Technology, Energy Efficiency Maintenance

What’s a Flow Profile and How Do You Make One?


While it may be easier to go with the flow and assume your compressor is sized correctly, to ensure it is at the top of its game you need to build a flow profile.

A flow profile measures your flow (CFM) usage and illustrates how much flow your machinery should be using. Often, pressure (PSI) is measured because it’s easy and inexpensive, unlike measuring flow with a flow meter. Unfortunately, this means that many compressor users rarely know what flow they are using, or what flow they need.

Why should you care about your flow profile?

  • Flow is as critical to operational effectiveness as pressure. It’s important to understand both CFM and PSI, because in a well-run compressed air system, you can’t have one without the other. Flow is the volume of air and pressure is the force or speed of air. If your compressor has enough PSI, but not enough CFM, that’s like having strength but no endurance to utilize it.
  • Machinery or tools won’t work if CFM is too low. This causes production issues on the line. If you’re adding additional machinery to the line or running more machines simultaneously, CFM could be too low.
  • If the CFM is too high, your compressor could need service maintenance. In turn, the compressor will use more energy than needed and will cause short cycling or running VSD at a lower RPM than recommended. This can shorten your compressor’s life.

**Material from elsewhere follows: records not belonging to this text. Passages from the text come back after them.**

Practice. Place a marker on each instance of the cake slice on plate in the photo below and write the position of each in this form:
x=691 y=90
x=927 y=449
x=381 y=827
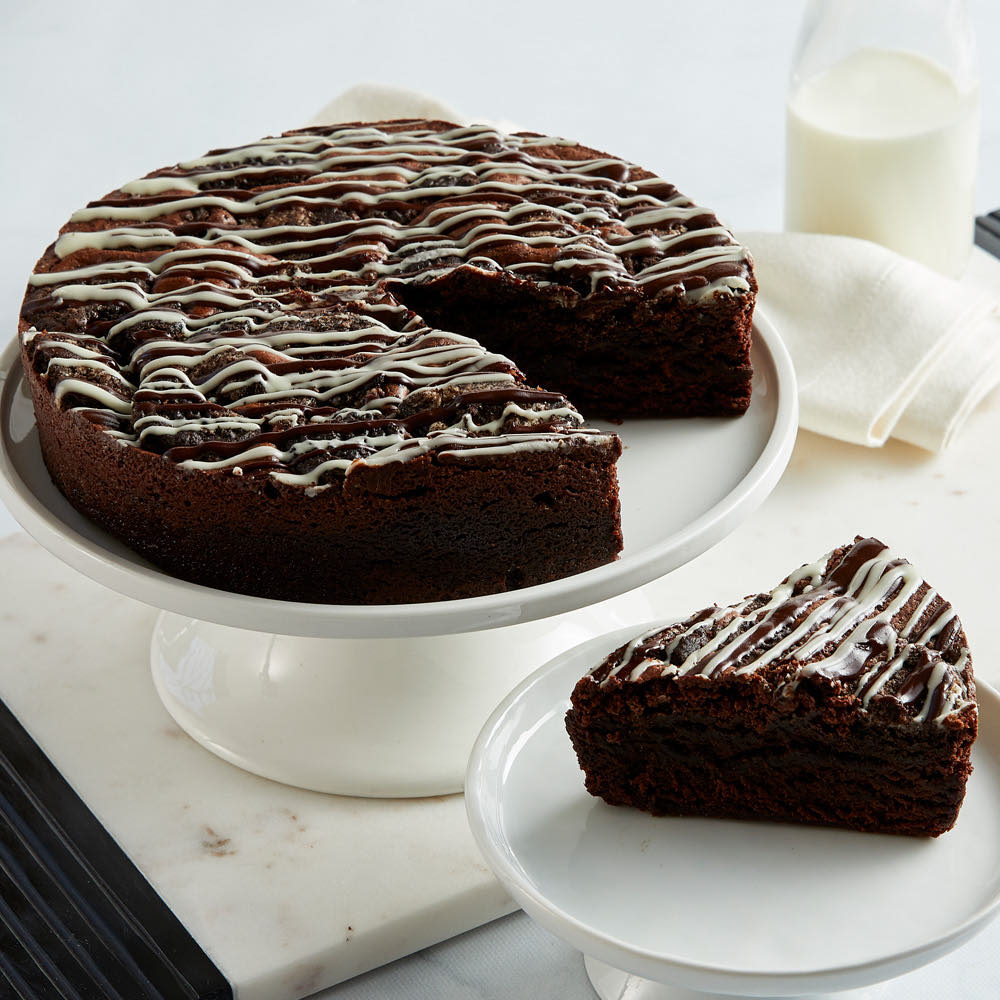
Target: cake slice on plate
x=844 y=696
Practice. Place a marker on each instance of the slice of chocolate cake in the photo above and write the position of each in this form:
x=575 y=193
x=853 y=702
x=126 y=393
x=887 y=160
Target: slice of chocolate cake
x=844 y=697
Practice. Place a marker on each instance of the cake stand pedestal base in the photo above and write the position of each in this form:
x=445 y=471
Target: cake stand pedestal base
x=613 y=984
x=285 y=891
x=388 y=718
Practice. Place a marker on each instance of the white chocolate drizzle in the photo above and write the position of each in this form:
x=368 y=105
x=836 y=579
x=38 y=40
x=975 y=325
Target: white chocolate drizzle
x=861 y=617
x=236 y=312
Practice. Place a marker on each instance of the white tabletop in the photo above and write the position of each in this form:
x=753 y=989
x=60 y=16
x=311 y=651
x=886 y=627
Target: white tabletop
x=96 y=94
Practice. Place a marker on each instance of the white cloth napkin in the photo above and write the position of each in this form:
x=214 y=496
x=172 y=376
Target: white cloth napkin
x=882 y=346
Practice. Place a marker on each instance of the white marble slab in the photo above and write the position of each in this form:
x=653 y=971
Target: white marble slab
x=287 y=891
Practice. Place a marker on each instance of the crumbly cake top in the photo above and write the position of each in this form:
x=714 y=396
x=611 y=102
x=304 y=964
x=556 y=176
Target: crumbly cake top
x=860 y=616
x=236 y=312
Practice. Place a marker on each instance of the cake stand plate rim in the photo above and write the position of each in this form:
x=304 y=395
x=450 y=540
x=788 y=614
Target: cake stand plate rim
x=45 y=514
x=530 y=708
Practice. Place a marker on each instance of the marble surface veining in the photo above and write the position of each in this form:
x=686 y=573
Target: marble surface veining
x=287 y=890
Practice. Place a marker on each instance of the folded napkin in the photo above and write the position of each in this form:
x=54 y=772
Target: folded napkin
x=882 y=346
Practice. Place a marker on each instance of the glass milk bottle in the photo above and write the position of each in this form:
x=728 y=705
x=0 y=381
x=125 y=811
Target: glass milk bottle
x=883 y=127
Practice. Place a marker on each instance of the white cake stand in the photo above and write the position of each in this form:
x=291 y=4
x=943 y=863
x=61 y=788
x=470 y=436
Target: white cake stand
x=677 y=909
x=387 y=700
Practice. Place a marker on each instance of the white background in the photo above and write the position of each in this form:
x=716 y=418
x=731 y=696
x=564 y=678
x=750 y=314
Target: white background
x=94 y=94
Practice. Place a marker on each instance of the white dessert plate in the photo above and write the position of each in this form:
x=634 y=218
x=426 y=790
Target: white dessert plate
x=756 y=909
x=684 y=485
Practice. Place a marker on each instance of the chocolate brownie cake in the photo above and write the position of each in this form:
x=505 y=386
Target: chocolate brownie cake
x=281 y=369
x=844 y=697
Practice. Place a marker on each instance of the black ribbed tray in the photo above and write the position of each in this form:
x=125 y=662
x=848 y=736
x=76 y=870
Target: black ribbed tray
x=988 y=232
x=77 y=919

So, how do you build a flow profile?

  1. Audit
  2. Rough calculations

Of the two, an audit is the most accurate option. Typically, an audit takes around a week to look at the system’s operations, and by installing a flow meter, you can see whether you are operating at the optimal flow for your system.

Below is a sample audit. There are five compressors in this system. Note that the orange, purple, cyan and black compressors are all running loaded continuously. But the brown compressor is loading and unloading rapidly.

This audit revealed that the brown compressor is too big for the system’s needs. Replacing it with a compressor around half its current size would greatly improve its functionality.

The second option is to calculate your flow profile based on which machinery is using air, when the air is being used and how much CFM is needed to operate the machinery. It’s also important to consider variations in production and work schedules.

Regardless of which option you choose, building a flow profile is better than not doing one at all. It can extend your compressor’s lifespan and ensure it’s using the optimal flow for its workload.